At the time the survey was conducted (September 2008), traders revealed changing priorities when assessing their concerns in troubled markets. The Global FX Market Study showed the following:
* Banks cite counterparty risk as their biggest worry when supplying e-pricing, up to 84 percent from 72 percent last year. Worries about settlement risk dropped from 64 percent to 52 percent, while only 16 percent regarded latency as a concern, down from 19 percent in 2007 - a continuing trend.
* When assessing systemic risk, a liquidity crunch remained topmost worry at 43 percent. But tellingly, insolvency emerged as of nearly equal concern, up massively from 15 percent a year ago to 35 percent immediately prior to the Lehman Brothers insolvency. Correspondingly, worries regarding macro-economic problems fell from 30 percent to 14 percent; major e-systems failure dropped from 26 percent to 13 percent; and back office/settlement limitations retreated from 26 percent to 12 percent.
In volatile conditions, traders continued to value efficient execution:
* When assessing the impact of technology, banks rated better market access as top priority at 59 percent (up from 52 percent in 2007), including liquidity management, aggregation and order routing to give greater choice and control. This came in ahead of more/less volatility (down from 60 percent in 2007 to 55 percent in 2008).
* In analyzing transaction costs, bid-offer spreads are the greatest cost concern for investors (highly active 76 percent, real money 50 percent), remaining at 50 percent for real money investors and falling from 81 percent for highly active.
* Growing pressure on bilateral credit lines is revealed in slowing demand for prime brokerage services, increasing from 36 percent in 2007 to 38 percent in 2008, after a jump from 23 percent to 36 percent the previous year.

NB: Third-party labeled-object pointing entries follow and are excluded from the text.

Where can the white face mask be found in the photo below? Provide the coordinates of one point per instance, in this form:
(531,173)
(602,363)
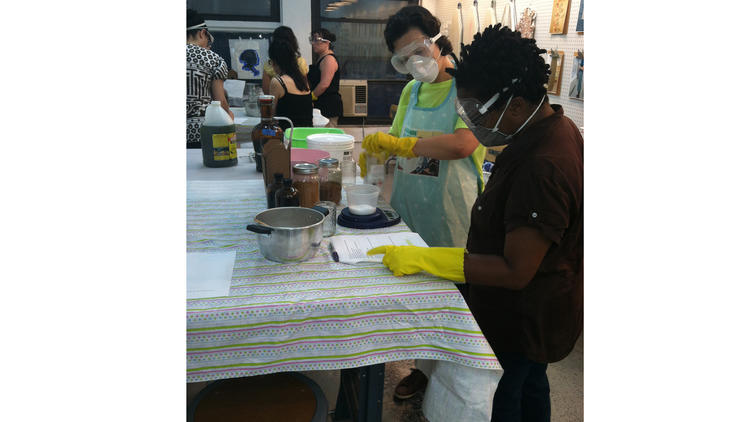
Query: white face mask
(416,58)
(423,69)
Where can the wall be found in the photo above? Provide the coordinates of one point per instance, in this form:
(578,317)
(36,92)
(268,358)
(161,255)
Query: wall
(446,11)
(295,14)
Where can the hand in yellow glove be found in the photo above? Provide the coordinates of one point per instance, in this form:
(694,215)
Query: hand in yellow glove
(383,142)
(442,262)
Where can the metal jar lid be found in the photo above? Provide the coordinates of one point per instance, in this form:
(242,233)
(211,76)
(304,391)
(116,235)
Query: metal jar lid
(329,162)
(305,168)
(265,99)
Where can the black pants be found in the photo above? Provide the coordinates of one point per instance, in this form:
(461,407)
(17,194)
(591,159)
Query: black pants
(523,391)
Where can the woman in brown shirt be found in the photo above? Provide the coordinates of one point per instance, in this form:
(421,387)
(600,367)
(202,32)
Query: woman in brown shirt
(523,262)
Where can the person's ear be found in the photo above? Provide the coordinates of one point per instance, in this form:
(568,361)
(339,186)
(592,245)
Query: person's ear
(517,106)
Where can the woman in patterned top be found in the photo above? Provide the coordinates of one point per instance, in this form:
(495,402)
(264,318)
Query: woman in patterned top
(206,72)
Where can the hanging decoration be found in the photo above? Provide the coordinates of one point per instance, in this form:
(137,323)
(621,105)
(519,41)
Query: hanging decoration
(555,60)
(559,22)
(527,24)
(576,78)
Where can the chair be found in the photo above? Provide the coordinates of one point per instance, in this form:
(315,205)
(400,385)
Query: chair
(288,397)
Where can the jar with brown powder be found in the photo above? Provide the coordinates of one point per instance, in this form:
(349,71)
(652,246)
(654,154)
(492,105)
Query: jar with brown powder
(307,182)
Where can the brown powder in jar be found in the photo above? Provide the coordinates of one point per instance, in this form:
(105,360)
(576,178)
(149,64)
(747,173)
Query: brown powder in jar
(330,191)
(309,192)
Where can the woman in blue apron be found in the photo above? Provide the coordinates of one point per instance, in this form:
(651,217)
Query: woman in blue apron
(438,173)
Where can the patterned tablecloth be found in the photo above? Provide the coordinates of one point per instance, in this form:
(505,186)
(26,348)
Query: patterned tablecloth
(313,315)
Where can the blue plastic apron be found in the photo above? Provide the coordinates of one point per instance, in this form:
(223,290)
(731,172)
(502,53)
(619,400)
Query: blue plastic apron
(436,207)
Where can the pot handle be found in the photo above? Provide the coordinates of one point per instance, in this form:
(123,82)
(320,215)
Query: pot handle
(259,229)
(321,210)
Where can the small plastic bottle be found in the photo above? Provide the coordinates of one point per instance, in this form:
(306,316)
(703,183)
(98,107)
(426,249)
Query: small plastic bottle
(287,196)
(218,137)
(278,183)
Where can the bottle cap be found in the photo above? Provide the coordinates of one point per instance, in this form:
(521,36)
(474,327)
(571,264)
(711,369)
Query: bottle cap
(305,168)
(328,162)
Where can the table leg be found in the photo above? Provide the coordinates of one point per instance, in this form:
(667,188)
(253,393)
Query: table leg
(361,394)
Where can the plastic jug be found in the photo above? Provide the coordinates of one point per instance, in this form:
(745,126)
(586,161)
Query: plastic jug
(218,137)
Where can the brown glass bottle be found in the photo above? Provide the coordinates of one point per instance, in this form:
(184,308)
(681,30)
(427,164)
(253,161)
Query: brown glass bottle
(268,141)
(287,196)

David Poole, COO ClientKnowledge, said, "The latest study confirms that both counterparty risk and the risk of insolvency were key issues for respondents, even before the events of September 2008. At this time there seems to be a clear demand for innovative post trade solutions that reduce risk and increase efficiency."
In relation to trends identified in the previous year's Global Foreign Exchange Market Study, the following points were notable:
* Buy-side respondents displayed a greater need for cross-product risk management opportunities with money markets again most likely to be traded alongside FX, but increased growth in trading of other asset classes alongside FX. 70 percent of Real Money investors cite money markets as their leading cross-product asset class, on a par with 2007, followed by Fixed Income at 65 percent (up from 35 percent). Highly Active investors showed growth across all cross-product activities, with money markets up from 73 percent to 83 percent; fixed income up from 53 percent to 61 percent; equities up from 41 percent to 54 percent, and interest rates up from 28 percent to 40 percent.
* For the second year, difficulty in realizing absolute returns through FX investment strategies drove investors away from dedicated FX funds and towards hedging/overlay risk management strategies. Dedicated FX funds plummeted 30 percent to four percent for Real Money investors and 27 percent to 15 percent for Active managers. Correspondingly, Real Money investors' focus on hedging and overlay strategies rose 51 percent to 82 percent, while Active Investors' 73 percent was 44 percent above last year's figure.
* Continuing the trend toward a greater uptake of electronic trading, the 2007 survey's prediction of an 80 percent proportion of cash trades conducted electronically by 2010 has already been achieved. The acceleration is driven by banks that now conduct 85 percent of their trades electronically (up from 76 percent in 2007), whereas Real Money investors remained stable at 72 percent and Highly Active investors at 70 percent.